I don't know why that is, but in every gaming group there's always someone who's the least comfortable at the table.  Sometimes it's overt, as it was with Jen and sometimes it's subtle, but somehow one person always gets marked out as the one who ends up the butt of the jokes or the one who exasperates the others.  Even at a table where everyone's known each other for years, there's always one player who seems to get singled out the most. I'm not sure why that should be, but I've seen enough games to know that it's true.

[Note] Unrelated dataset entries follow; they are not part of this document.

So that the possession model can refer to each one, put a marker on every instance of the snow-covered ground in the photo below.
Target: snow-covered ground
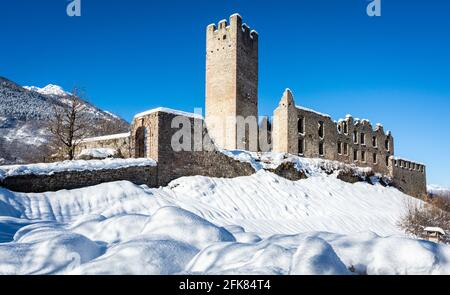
(79, 165)
(259, 224)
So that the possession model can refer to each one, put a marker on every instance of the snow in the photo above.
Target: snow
(258, 224)
(315, 256)
(78, 165)
(107, 137)
(49, 90)
(313, 111)
(97, 153)
(439, 191)
(435, 229)
(271, 160)
(170, 111)
(27, 135)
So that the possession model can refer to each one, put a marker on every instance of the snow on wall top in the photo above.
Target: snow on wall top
(313, 111)
(170, 111)
(107, 137)
(98, 153)
(435, 229)
(79, 165)
(406, 160)
(272, 160)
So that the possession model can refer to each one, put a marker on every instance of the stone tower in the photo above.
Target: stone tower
(284, 134)
(231, 81)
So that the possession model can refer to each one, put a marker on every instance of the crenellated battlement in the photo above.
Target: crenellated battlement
(407, 165)
(234, 25)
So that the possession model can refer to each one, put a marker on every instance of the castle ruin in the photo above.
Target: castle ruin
(232, 95)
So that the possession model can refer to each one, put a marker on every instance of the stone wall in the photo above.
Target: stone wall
(119, 142)
(78, 179)
(195, 159)
(409, 177)
(231, 79)
(301, 131)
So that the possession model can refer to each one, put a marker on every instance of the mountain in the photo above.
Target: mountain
(24, 112)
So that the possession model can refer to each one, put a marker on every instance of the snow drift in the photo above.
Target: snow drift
(259, 224)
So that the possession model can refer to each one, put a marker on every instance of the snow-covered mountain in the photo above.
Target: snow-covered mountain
(51, 90)
(258, 224)
(23, 113)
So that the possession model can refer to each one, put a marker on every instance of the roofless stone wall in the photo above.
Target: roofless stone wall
(32, 183)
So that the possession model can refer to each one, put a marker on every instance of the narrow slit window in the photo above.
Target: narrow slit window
(321, 131)
(301, 125)
(321, 151)
(301, 146)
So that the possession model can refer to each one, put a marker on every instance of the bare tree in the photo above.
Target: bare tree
(432, 213)
(69, 124)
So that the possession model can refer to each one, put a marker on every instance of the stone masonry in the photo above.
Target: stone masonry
(231, 80)
(232, 92)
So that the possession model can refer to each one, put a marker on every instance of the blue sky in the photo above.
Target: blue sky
(130, 56)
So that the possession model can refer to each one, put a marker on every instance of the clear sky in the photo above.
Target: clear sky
(133, 55)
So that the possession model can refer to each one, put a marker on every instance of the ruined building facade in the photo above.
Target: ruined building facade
(232, 94)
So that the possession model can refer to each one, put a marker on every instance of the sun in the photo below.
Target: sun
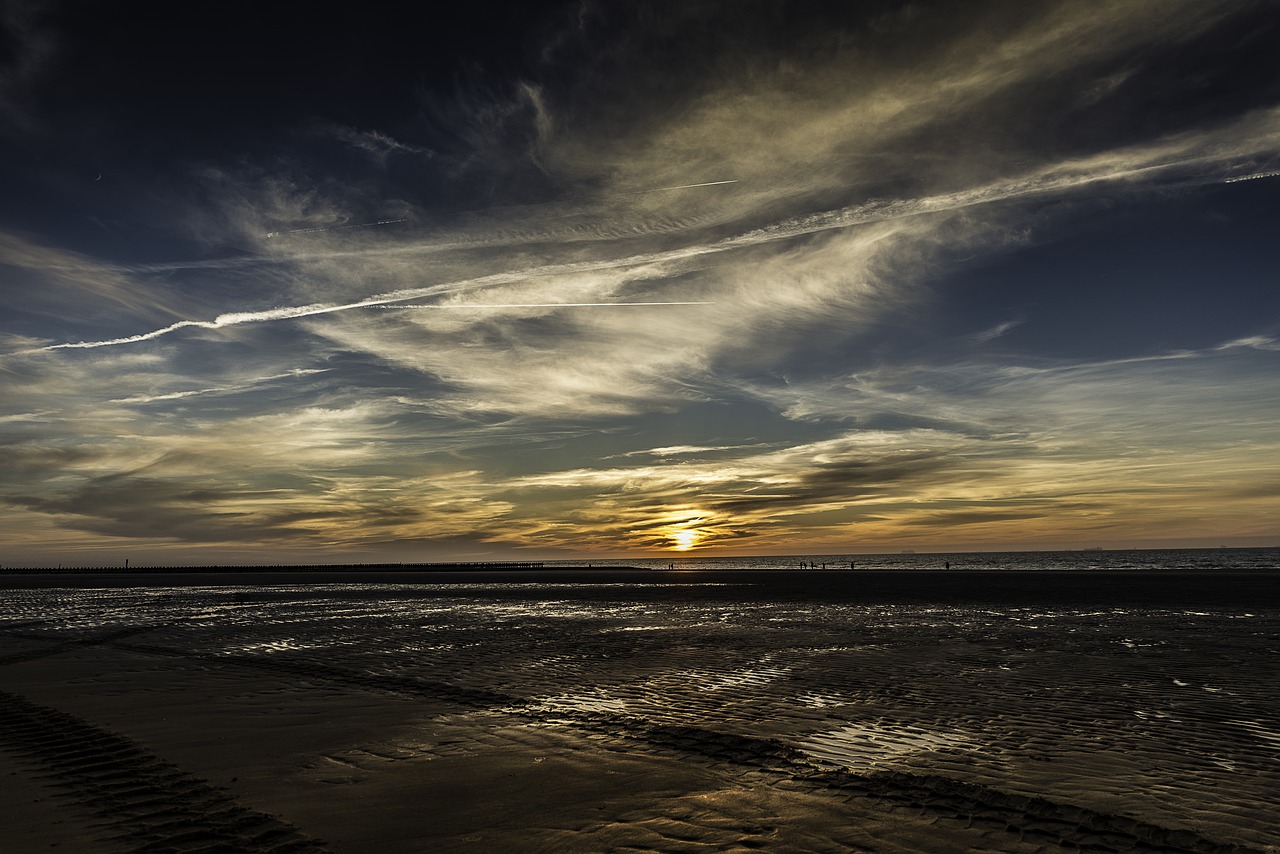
(685, 539)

The final ingredient to our gamer stew was Mick  Mick was probably the best player I've ever had the privilege to GM for.  Sadly, when I talked to him last, he'd given up gaming after I left Dallas, which is the waste of a great gamer.  You see, my gamemastering style is mostly reactive.  I have some basic ideas of what's going on in the world, lay out some potential plot threads, then let the players go where they like.

(This, incidentally, becomes a problem in games like D&D 4E where you're expected to pre-build encounters and then just walk the players into them.  It's one of the reasons I've decided to bring my 4E game to a close.) 

Mick was the perfect player for a GM like myself.  His characters, especially his primary, Ivo the Blade, were always interesting and had a lot of ideas of what to do.  What's more the ideas, and the way his character interacted with people, were often offbeat and funny.  I can't stress how much more fun it is to play with someone who makes everyone else laugh than it is with someone who annoys everyone.  And certainly, it helped that Mick had strong supporting characters, too.  Robert's uptight cleric often played the foil to Ivo's antics, while Clay's amoral wizard butted heads with Anna's conscientious Ranger.  Mick may have been the spark, but it took all the players to grow it into a fire.  Even Jen, awkward as she often was at the table, added something to the mix with her airhead druid who could be relied upon by the gamemaster to do something silly because she wasn't paying attention and thus allow me to throw in more plot complications, which were, in turn, dealt with in an amusing fashion by the group.

It was like a weekly action comedy fantasy TV show that only we few got to participate in.  There were a lot of laughs, we had characters (both player controlled and even a couple of NPCs) who were memorable and amusing, and we even managed a halfway decent story along the way.  That was probably the best game I've ever been a part of, and I've never quite managed to recreate it in the decade plus since, much to my dismay.

My primary D&D game wasn't, however, the only game I played while down in Big D.  There was a D&D game that Robert ran, a short lived Babylon 5 game that I tried to run, a Star Trek game by Robert, even a spin-off D&D game that I ran for Mick and a few of my co-workers once a month or so.  Robert even had a home-brewed superhero game that we tried a couple of times.  All were more or less decent games, but the Saturday D&D game with Ivo, Ylin, Everett, Evan, and Deanna was the best of the lot, and probably the best I've ever done.

Thus, Dallas.  To me it's a city I'll always remember for the mild winters, the unbearably hot summers, and the sudden ferocious rain.  I can almost taste the steaks, smell the barbeque, position my hand just so to hold the insane "Lineman's Reward" cheeseburger from Ball's Hamburgers.  There was the weekly ritual of chanting "body count, body count" in the corner of Rich's Taphouse with the cluster of other ex-pat Bear's fans watching the Bears lose but tracking the score in the number of players injured on the other team.  They were heady days, and I remember them well.

But most of all, I remember the Saturday Game.